John 20:22-23 (RSV) And when he had said this, he breathed on them, and said to them, “Receive the Holy Spirit. [23] If you forgive the sins of any, they are forgiven; if you retain the sins of any, they are retained.”

i) How should we interpret this statement [John 20:22-23, which is his subtitle]? It’s in a Gospel, not a church history. So it doesn’t explicitly show us how that was understood and implemented in the church. For that our best source is the Book of Acts. It’s not that the disciples personally absolve sin. Indeed, you don’t find that in Acts. Rather, they provide the means for the remission of sin by evangelizing the lost. 

That’s not what the text says. It’s more eisegesis (“reading into scriptural texts what isn’t there”) from Steve (sadly, a common occurrence). This text says nothing about evangelism. It’s very simple; the disciples are clearly acting as intermediaries between sinning human beings and God. If they forgive the penitent (by the power of the Holy Spirit), indeed, he or she is forgiven. It’s not just penitent —> God. Rather, it is penitent —> confessor who absolves or extends God’s forgiveness <— God.

Most Protestants simply can’t accept that paradigm, and so they have to find an alternative for these sorts of passage (and there are several, as we shall see). It is true, however, that Protestants retain a sort of remnant for this notion, insofar as they ask those whom they consider particularly holy (for example, the late great Billy Graham) to pray for them.

Steve mentions the book of Acts. Yet it teaches baptismal regeneration, which is quite similar to sacramental absolution. One repents, gets baptized by another human being (usually a clergyman), and forgiveness is extended. Thus, a human being through a rite, extends forgiveness (regeneration) to the recipient. And all of that is in Acts itself:

Acts 2:38-41 And Peter said to them, “Repent, and be baptized every one of you in the name of Jesus Christ for the forgiveness of your sins; and you shall receive the gift of the Holy Spirit. [39] For the promise is to you and to your children and to all that are far off, every one whom the Lord our God calls to him.” [40] And he testified with many other words and exhorted them, saying, “Save yourselves from this crooked generation.” [41] So those who received his word were baptized, and there were added that day about three thousand souls.
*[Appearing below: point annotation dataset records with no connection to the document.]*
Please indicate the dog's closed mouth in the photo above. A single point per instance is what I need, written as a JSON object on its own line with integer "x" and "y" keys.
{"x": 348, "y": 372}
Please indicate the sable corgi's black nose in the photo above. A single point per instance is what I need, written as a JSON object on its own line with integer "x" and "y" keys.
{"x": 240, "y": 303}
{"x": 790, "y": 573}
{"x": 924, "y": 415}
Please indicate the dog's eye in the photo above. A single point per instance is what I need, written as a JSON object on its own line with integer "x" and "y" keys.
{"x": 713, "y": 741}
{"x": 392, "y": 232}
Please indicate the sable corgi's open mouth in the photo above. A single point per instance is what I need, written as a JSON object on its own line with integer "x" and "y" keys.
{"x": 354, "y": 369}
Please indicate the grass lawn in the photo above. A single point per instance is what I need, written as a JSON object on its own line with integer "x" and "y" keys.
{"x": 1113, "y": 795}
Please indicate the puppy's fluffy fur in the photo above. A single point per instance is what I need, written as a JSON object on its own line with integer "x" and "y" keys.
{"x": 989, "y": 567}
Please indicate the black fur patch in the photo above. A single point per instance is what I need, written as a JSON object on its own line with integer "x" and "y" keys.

Acts 19:18 Many also of those who were now believers came, confessing and divulging their practices.

Acts 22:16 ‘And now why do you wait? Rise and be baptized, and wash away your sins, calling on his name.’ [referring to St.Paul, who had just undergone his conversion experience. He wasn’t truly a regenerate, forgiven Christian till he was baptized.]

John the Baptist was a precursor to this:

Mark 1:4-5 John the baptizer appeared in the wilderness, preaching a baptism of repentance for the forgiveness of sins. [5] And there went out to him all the country of Judea, and all the people of Jerusalem; and they were baptized by him in the river Jordan, confessing their sins. (cf. Mt 3:6)

Acts 19:4 And Paul said, “John baptized with the baptism of repentance, telling the people to believe in the one who was to come after him, that is, Jesus.”

ii) How were the Eleven in a position to be father confessors to thousands of converts? That’s quite unrealistic.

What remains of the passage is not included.